SLUTTIEST. 4TH. EVER.
That sucks. I just talked to a telemarketer for 15 minutes about CSI: Miami and weed.
Umm, ya, half our class is sitting in starbucks passing around flasks. Yes, flasks. Plural. Going to join them, we're all giving oral presentations in 20. Go hard or go home.
Nobody is here, I still yelled for someone to make me some toast. That my dear is commitment to doing nothing.
How can I explain how nice he is to you? ...like, I'm going to have to have my world famous why being a douche is sexy talk.
This is one of those times I wish I had a time machine so I could go back and punch myself in the face to make me realize what I need to do before it's too late
She is currently drunk and caressing my professor's face with one hand.
I'm worried because he hasn't removed it.
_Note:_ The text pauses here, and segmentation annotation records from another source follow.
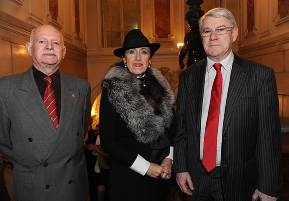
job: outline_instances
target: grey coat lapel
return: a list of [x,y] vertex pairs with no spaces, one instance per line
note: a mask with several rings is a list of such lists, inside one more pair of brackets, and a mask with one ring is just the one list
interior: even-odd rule
[[47,154],[48,159],[56,150],[62,141],[69,134],[72,119],[79,97],[80,90],[65,73],[59,71],[61,83],[61,112],[59,126],[53,143]]
[[35,126],[53,141],[57,130],[43,103],[32,68],[24,73],[19,90],[14,95],[35,123]]
[[234,54],[224,117],[223,136],[228,128],[231,115],[235,111],[240,100],[245,83],[249,74],[250,71],[247,68],[247,63],[244,59]]

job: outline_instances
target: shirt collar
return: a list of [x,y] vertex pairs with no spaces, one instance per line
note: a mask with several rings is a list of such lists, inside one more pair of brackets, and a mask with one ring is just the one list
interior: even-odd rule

At least they play good movies in the waiting room of the pregnancy resource center.
I'm hoarding IKEA meatballs in my purse
masturbating on the freeway is more stressful than it sounds
You stopped loving me for a minute.
You sent me "Is nap," I don't think that really counts as a conversation starter.
My girlfriend is so strong now. Like on the one hand its kind of hot because she can pin me down during sex, but on the other hand she picked me up and carried me bridal style at the company bbq.
Can't meet up at the party. Gary was caught by the cops attempting to drop a deuce thru his ex wife's Subaru via sun roof. Details as soon as bail is processed.
So I justmade it back home and was greeted to a squirrel in my dorm... Last time I let my friends rent it out for a party.